The Problem with Yasukuni
[Update: Some of this post’s links to the pictures of the displays and plaques at Yasukuni have gone dead. That’s unfortunate. This and this should give you some of the flavor.]
You may be one of those who wonder what the big deal is all about. So was I, once. Japan, after all, has become a good citizen in Asia, so why dwell on the past? Why the fury, even today? Then I visited the place myself, tacking on some leave after a hard-fought case at Camp Zama (or maybe it was the first one in Okinawa, but definitely not the one in Kure).
The problem, in a word, is distortion. It is immediately obvious to the visitor that yasukuni is Japanese for “we’ll win next time.” Just beneath the surface of Japanese society lurks a deep sense of victimhood that remembers its own not inconsiderable suffering, mostly from U.S. bombing, but really has no idea what suffering it inflicted on other countries, or why those bombers ended up over their cities. In Japan, one commonly sees manga devoted to alternate-reality stories of Japan winning the war, if only . . . . Contrast this with Germany, where the location of every evil deed seems to be marked with a plaque or memorial. At a time when Japan has legitimate defense reasons to rearm, what the world fears is that a rearmed Japan doesn’t have the sense of its own culpability to have learned its moral lessons.
Being the stingy type, I didn’t have a digital camera, but this superb photoblog of Japan contains many of the exhibits that leave a deep impression, to say the least. You can see some the plaques relating the history of the “Greater East Asia War” from the Yasukuni perspective here, here, and here.
The pictures here, here, here, here, and here could fairly be described as glorifying Japanese militarism, particularly in the context of the text on the plaques. The photoblogger, a German, posted this insightful caption for the picture at lower right: “I’m imagining a bronze statue of a Wehrmacht-soldier on the Russian front at a museum in Berlin.”
It’s entirely possible to remember people who died for their country without injecting ideology into the remembrance. Yasukuni makes no such effort. It brazenly hawks the statist ideology and glorification of martyrdom that shoveled them into the furnace, along with millions of innocents. There isn’t a smidgen of introspection to be seen.
But isn’t Yasukuni an exceptional case, being the right-wing bastion that it is? I wish it was. Japanese nationalist victimhood also comes in a lefty flavor, which you can find at the Peace Museum at Hiroshima (pictures here). The mayor of Hiroshima commemorates the anniversary of the a-bombing annually by sending out a sanctimonious letter of protest to the POTUS (among others) demanding immediate unilateral nuclear disarmament. For the record, I do not denigrate the suffering of Japanese civilians who died in the war, and I certainly have questions of my own about whether it was necessary, even in those days of imprecise bombing, to deliberately target civilian populations.

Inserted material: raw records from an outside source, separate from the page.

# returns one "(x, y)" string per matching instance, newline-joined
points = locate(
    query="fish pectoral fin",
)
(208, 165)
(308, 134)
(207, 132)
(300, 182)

My point is merely this–if you’re going to call the place a “peace museum” and use historical displays to promote peace through education, then by all means tell the complete truth about the history. An important part of that is giving your visitors some historical perspective about how the peace was disturbed in the first place. Among the things that I did not see discussed at the Peace Museum during either of my visits there: Pearl Harbor, the Rape of Nanking, Unit 731, the “comfort women,” the Bataan Death March, or the widespread Japanese use of Korean slave labor. One could easily leave the Hiroshima Peace Museum believing that the war began on the morning of August 6, 1945.
The problem with Yasukuni–and with broader Japanese society–goes much further that who is buried there; it’s also about the history that it has deliberately tried to bury.